O caso já foi contado aqui no GGN. A Petrobras participa de uma empresa de termoeletricidade na Bahia, a Termobahia. Quando começou a queima de ativos, na gestão Pedro Parente, foi vendido parte do capital para a francesa Total. Agora, se planeja a venda para japoneses.

Flavio Bolsonaro montou então a Kryfs Participações, assim como a CSA com atuação apenas na montagem de negócios e na participação acionária. E trouxe como sócio Alexandre Rodrigues Tavares, funcionário de carreira da Petrobras e presidente do Conselho de Administração.

Reforça a tese?

Os cassinos

Já mostramos amplamente aqui os interesses diretos dos Bolsonaro com a legalização dos jogos no Brasil, o triângulo montado com Donald Trump e o primeiro ministro de Israel, Benjamin Netanyahu. E o papel do grande cappo da máfia de Los Angeles, Sheldon Adelson

Aqui, alguns Xadrezes para entender a ligação dos Bolsonaro com a contravenção.

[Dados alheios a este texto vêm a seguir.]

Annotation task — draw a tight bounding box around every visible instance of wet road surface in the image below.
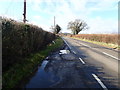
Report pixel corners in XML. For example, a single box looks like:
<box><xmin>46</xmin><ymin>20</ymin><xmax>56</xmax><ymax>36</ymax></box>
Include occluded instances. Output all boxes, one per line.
<box><xmin>23</xmin><ymin>37</ymin><xmax>119</xmax><ymax>89</ymax></box>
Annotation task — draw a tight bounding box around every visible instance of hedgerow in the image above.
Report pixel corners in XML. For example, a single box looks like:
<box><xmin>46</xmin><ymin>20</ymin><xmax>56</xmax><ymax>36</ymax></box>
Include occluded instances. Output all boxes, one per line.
<box><xmin>2</xmin><ymin>17</ymin><xmax>55</xmax><ymax>72</ymax></box>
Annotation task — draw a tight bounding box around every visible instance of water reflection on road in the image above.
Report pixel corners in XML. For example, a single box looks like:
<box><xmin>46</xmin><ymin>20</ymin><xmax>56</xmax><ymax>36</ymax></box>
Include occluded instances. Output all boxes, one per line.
<box><xmin>24</xmin><ymin>60</ymin><xmax>60</xmax><ymax>88</ymax></box>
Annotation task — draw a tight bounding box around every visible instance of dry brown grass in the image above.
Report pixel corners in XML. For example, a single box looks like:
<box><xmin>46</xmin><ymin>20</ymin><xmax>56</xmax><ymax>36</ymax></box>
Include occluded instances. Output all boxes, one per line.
<box><xmin>72</xmin><ymin>34</ymin><xmax>119</xmax><ymax>45</ymax></box>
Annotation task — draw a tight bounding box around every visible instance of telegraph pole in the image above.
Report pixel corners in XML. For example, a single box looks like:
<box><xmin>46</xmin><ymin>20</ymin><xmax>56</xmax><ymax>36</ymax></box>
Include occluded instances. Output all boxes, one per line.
<box><xmin>23</xmin><ymin>0</ymin><xmax>26</xmax><ymax>23</ymax></box>
<box><xmin>54</xmin><ymin>16</ymin><xmax>55</xmax><ymax>28</ymax></box>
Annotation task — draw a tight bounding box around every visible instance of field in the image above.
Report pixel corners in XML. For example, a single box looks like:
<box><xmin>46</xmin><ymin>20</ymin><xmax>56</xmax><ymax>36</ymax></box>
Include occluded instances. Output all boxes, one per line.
<box><xmin>71</xmin><ymin>34</ymin><xmax>120</xmax><ymax>49</ymax></box>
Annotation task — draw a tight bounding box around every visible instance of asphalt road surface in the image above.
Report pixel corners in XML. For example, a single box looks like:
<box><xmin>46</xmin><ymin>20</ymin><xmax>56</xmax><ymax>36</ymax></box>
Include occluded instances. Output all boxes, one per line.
<box><xmin>62</xmin><ymin>37</ymin><xmax>119</xmax><ymax>89</ymax></box>
<box><xmin>23</xmin><ymin>36</ymin><xmax>119</xmax><ymax>89</ymax></box>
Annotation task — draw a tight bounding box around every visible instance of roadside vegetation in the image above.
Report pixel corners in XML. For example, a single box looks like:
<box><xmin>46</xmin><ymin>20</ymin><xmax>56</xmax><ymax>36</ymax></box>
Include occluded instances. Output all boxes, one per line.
<box><xmin>70</xmin><ymin>34</ymin><xmax>119</xmax><ymax>49</ymax></box>
<box><xmin>3</xmin><ymin>36</ymin><xmax>63</xmax><ymax>88</ymax></box>
<box><xmin>2</xmin><ymin>18</ymin><xmax>55</xmax><ymax>72</ymax></box>
<box><xmin>50</xmin><ymin>24</ymin><xmax>62</xmax><ymax>34</ymax></box>
<box><xmin>2</xmin><ymin>17</ymin><xmax>64</xmax><ymax>88</ymax></box>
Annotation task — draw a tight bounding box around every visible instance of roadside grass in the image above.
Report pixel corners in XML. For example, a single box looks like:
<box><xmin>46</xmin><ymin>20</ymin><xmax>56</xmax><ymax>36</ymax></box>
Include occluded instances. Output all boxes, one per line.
<box><xmin>3</xmin><ymin>37</ymin><xmax>63</xmax><ymax>88</ymax></box>
<box><xmin>71</xmin><ymin>37</ymin><xmax>119</xmax><ymax>50</ymax></box>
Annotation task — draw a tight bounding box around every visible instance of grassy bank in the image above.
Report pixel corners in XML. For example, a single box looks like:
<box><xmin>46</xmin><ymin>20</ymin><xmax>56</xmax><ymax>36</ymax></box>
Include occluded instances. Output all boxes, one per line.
<box><xmin>71</xmin><ymin>37</ymin><xmax>119</xmax><ymax>49</ymax></box>
<box><xmin>3</xmin><ymin>37</ymin><xmax>63</xmax><ymax>88</ymax></box>
<box><xmin>72</xmin><ymin>34</ymin><xmax>119</xmax><ymax>44</ymax></box>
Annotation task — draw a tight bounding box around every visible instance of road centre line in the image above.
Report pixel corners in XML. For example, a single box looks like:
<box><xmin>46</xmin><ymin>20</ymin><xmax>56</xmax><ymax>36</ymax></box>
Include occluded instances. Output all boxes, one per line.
<box><xmin>102</xmin><ymin>52</ymin><xmax>120</xmax><ymax>60</ymax></box>
<box><xmin>64</xmin><ymin>38</ymin><xmax>119</xmax><ymax>61</ymax></box>
<box><xmin>75</xmin><ymin>40</ymin><xmax>119</xmax><ymax>61</ymax></box>
<box><xmin>79</xmin><ymin>58</ymin><xmax>85</xmax><ymax>64</ymax></box>
<box><xmin>79</xmin><ymin>43</ymin><xmax>91</xmax><ymax>48</ymax></box>
<box><xmin>92</xmin><ymin>74</ymin><xmax>108</xmax><ymax>90</ymax></box>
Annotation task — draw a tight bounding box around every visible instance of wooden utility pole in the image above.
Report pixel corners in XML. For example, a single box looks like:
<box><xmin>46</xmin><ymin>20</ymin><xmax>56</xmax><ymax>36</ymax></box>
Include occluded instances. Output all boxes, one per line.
<box><xmin>23</xmin><ymin>0</ymin><xmax>26</xmax><ymax>23</ymax></box>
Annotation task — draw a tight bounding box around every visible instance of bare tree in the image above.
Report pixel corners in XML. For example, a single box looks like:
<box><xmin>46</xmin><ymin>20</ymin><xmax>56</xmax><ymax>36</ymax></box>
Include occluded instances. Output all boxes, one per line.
<box><xmin>67</xmin><ymin>19</ymin><xmax>88</xmax><ymax>35</ymax></box>
<box><xmin>50</xmin><ymin>24</ymin><xmax>61</xmax><ymax>34</ymax></box>
<box><xmin>50</xmin><ymin>25</ymin><xmax>55</xmax><ymax>33</ymax></box>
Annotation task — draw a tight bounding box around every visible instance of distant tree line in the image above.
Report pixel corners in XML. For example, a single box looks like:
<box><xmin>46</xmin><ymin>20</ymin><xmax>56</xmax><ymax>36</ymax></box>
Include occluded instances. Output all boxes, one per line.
<box><xmin>50</xmin><ymin>19</ymin><xmax>88</xmax><ymax>35</ymax></box>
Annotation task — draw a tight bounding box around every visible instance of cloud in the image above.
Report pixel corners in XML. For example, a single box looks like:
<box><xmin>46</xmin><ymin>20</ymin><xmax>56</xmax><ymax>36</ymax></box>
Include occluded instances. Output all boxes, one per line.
<box><xmin>33</xmin><ymin>15</ymin><xmax>41</xmax><ymax>20</ymax></box>
<box><xmin>82</xmin><ymin>17</ymin><xmax>118</xmax><ymax>34</ymax></box>
<box><xmin>1</xmin><ymin>0</ymin><xmax>118</xmax><ymax>34</ymax></box>
<box><xmin>29</xmin><ymin>0</ymin><xmax>118</xmax><ymax>33</ymax></box>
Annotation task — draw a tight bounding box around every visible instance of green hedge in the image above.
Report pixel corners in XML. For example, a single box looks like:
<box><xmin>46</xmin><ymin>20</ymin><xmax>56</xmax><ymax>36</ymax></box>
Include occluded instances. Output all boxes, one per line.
<box><xmin>2</xmin><ymin>18</ymin><xmax>56</xmax><ymax>72</ymax></box>
<box><xmin>3</xmin><ymin>37</ymin><xmax>63</xmax><ymax>88</ymax></box>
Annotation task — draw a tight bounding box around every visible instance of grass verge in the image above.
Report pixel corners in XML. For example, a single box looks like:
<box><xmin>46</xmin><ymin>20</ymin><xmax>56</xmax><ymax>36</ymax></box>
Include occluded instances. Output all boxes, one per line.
<box><xmin>3</xmin><ymin>37</ymin><xmax>63</xmax><ymax>88</ymax></box>
<box><xmin>71</xmin><ymin>37</ymin><xmax>120</xmax><ymax>50</ymax></box>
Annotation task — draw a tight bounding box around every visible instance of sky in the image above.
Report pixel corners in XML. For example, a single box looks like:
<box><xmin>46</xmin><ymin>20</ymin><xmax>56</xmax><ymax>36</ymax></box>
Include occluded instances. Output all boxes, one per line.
<box><xmin>0</xmin><ymin>0</ymin><xmax>119</xmax><ymax>34</ymax></box>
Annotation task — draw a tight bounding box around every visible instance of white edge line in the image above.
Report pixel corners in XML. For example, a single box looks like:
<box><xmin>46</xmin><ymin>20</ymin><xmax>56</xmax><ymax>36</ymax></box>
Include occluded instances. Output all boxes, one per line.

Peça 4 – o império da contravenção

Tenho alertado seguidamente aqui para o avanço da indústria do crime e da contravenção no Brasil e no advento da ultradireita. Os diversos partidos de ultradireita foram financiados, globalmente, pela indústria das armas, do cassino, do lixo, das quais um dos expoentes é justamente Sheldon Adelson.

Uma sucessão de episódios mostra que Moro já foi definitivamente cooptado pelo esquema Bolsonaro:

  • A pressão sobre o porteiro do condomínio de Bolsonaro, valendo-se da Lei de Segurança Nacional para entrar nas investigações com a intenção precípua de desqualificar seu depoimento.
  • A não inclusão do miliciano Adriano da Nóbrega na lista dos procurados pela Polícia.
  • O recuo da Polícia Federal na repressão ao contrabando de armas.
  • E, agora, essa misteriosa e inexplicada viagem ao Paraguai para tratar do caso Ronaldinho.

Faltam algumas peças nesse Xadrez, que aparecerão com o tempo:

  • O papel efetivo de Ronaldinho nesse jogo.
  • As ligações de Ronaldinho com a família Bolsonaro ou afins.
  • As relações concretas entre doleiros e o procurador Januario Paludo, decano da Lava Jato.

De qualquer modo, as informações já disponíveis mostram um país cada vez mais exposto ao pior tipo de corrupção: a que vem do crime organizado e da contravenção.